What is the EU AI Act?

The EU AI Act (Regulation (EU) 2024/1689) is the world's first comprehensive legal framework specifically regulating artificial intelligence. Adopted in March 2024, it uses a risk-based approach to classify AI systems into four tiers - unacceptable risk (banned), high risk (extensive obligations), limited risk (transparency requirements), and minimal risk (voluntary codes). Like GDPR, it has extraterritorial scope, applying to any organization worldwide whose AI systems are used within the EU.

What does my company need to do to comply with the EU AI Act?

To comply with the EU AI Act, organizations using AI must: implement automatic logging of all AI interactions with 6+ month retention (Articles 12, 19), establish human oversight including a kill switch to halt AI systems (Article 14), deploy data governance controls including masking and access restrictions for sensitive data (Article 10), set up continuous risk monitoring and incident reporting workflows (Articles 9, 73), ensure staff AI literacy (Article 4, already in force), and maintain comprehensive technical documentation (Article 11). Areebi provides all of these capabilities in a single platform.

Does the EU AI Act require a kill switch for AI systems?

Yes. Article 14(4)(e) of the EU AI Act explicitly requires that persons overseeing high-risk AI systems must be able to 'intervene in the operation of the high-risk AI system or interrupt the system through a stop button or a similar procedure that allows the system to come to a halt in a safe state.' This is a mandatory human oversight requirement for all high-risk AI systems. Areebi's admin kill switch provides exactly this capability - instant, company-wide AI shutdown with a full audit trail.

What logging is required under the EU AI Act?

Article 12 requires high-risk AI systems to have automatic logging capabilities that record events over the system's entire lifetime. Logs must enable traceability, risk identification, and post-market monitoring. Article 19 requires both providers and deployers to retain these automatically generated logs for a minimum of 6 months. Logs must be available to market surveillance authorities on request. Areebi's immutable audit logging captures every AI interaction with user identity, timestamps, prompts, responses, and policy decisions.

What are the penalties for EU AI Act non-compliance?

The EU AI Act imposes the highest AI-specific penalties globally, structured in three tiers. Violations involving prohibited AI practices carry fines up to EUR 35 million or 7% of total worldwide annual turnover, whichever is higher. Violations of other obligations (logging, transparency, human oversight, data governance) face fines up to EUR 15 million or 3% of turnover. Supplying incorrect information to authorities risks fines up to EUR 7.5 million or 1% of turnover. SMEs and startups face proportionally lower caps.

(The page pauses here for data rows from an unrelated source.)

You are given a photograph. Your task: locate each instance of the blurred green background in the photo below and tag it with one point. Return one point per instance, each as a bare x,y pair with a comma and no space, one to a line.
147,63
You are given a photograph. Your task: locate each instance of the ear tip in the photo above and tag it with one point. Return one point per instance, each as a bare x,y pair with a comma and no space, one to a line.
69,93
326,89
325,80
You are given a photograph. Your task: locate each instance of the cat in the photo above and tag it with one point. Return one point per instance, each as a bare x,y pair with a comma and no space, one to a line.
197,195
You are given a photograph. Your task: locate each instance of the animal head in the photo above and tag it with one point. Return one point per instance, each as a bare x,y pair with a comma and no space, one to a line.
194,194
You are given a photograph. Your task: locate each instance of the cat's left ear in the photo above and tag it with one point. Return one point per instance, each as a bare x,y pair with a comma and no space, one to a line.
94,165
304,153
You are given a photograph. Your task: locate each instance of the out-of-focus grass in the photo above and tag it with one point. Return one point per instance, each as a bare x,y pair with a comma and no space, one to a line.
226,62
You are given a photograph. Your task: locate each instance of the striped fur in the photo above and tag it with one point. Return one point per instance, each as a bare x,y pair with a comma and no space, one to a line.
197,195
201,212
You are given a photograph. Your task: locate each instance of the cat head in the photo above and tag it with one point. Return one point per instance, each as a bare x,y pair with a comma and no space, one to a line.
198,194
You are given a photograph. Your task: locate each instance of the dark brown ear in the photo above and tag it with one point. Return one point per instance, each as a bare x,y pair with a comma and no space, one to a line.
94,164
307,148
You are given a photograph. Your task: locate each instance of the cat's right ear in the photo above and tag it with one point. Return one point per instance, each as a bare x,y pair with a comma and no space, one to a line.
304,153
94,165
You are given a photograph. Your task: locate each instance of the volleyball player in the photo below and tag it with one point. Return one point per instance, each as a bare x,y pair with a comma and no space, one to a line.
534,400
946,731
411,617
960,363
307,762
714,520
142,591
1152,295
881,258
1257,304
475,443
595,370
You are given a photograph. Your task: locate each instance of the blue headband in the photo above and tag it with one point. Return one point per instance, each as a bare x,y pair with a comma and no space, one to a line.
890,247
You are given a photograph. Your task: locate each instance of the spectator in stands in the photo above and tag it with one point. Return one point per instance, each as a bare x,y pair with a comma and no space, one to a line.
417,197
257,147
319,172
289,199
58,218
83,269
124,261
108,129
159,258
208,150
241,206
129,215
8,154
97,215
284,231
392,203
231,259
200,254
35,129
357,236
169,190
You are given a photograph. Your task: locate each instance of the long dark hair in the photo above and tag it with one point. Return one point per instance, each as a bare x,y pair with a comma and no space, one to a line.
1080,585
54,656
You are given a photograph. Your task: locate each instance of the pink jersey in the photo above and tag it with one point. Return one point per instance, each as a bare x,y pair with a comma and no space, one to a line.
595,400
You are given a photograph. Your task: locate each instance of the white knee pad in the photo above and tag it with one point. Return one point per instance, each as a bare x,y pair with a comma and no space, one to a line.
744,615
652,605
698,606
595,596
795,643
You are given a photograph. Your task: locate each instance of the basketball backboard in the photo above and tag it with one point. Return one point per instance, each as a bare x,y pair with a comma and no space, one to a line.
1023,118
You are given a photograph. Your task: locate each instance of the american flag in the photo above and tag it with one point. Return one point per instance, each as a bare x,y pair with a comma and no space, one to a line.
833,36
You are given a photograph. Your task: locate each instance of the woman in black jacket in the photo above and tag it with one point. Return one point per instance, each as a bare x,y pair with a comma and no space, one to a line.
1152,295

Does the EU AI Act apply to companies outside the EU?

Yes. Like GDPR, the EU AI Act has extraterritorial reach. It applies to any organization that places AI systems on the EU market, puts them into service in the EU, or produces AI outputs used within the EU. This means US, UK, Australian, and other non-EU companies serving European customers, employees, or partners must comply. Non-compliance exposes organizations to the same penalty framework regardless of where they are headquartered.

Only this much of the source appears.